Justice: court's role changing with Alaska's problems

Posted: Thursday, February 21, 2002

JUNEAU (AP) -- Diversion programs that focus on treatment rather than jail sentences have worked elsewhere and show promise in Alaska, state Supreme Court Chief Justice Dana Fabe said Wednesday.

In her annual State of the Judiciary speech before the Legislature, Fabe said pilot programs to treat alcohol abuse, mental illness and other ailments that influence criminal behavior are under way in several communities.

While the programs are too new to show gains, preliminary results are encouraging, Fabe said.

So-called ''therapeutic courts'' have been established in Anchorage, Juneau and are under consideration in Fairbanks.

One program used by Anchorage District Judge James Wanamaker involved court supervision and the use of a prescription drug, Naltrexone, to address criminal behavior influenced by alcohol abuse, Fabe said. Juneau has a similar program and Fairbanks is considering it, she said.

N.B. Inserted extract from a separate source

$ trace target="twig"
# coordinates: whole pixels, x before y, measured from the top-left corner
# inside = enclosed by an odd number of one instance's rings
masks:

Anchorage Superior Court began a therapeutic court for drunken drivers in December. Bethel will have a similar program after a new superior court judge is appointed, Fabe said.

She said offenders in these programs face more obligations and closer supervision than do defendants in traditional justice systems.

''The goal of the program is to break the cycle of reoffense,'' Fabe said.

Courts nationwide have reported fewer instances of repeat offenders as a result of diversion programs such as drug court. Fabe said the Alaska Judicial Council is currently evaluating the programs in place in Alaska.

A felony-level drug court began in Anchorage in June 2001 and a Mental Health Court began in district court.

Other programs around the state offer assistance for divorced families with children and child protection cases.

The Alaska Judicial Council is also undertaking a study of racial and ethnic disparity in felony sentences and has gathered data on more than 2,300 felony cases in Alaska, Fabe said.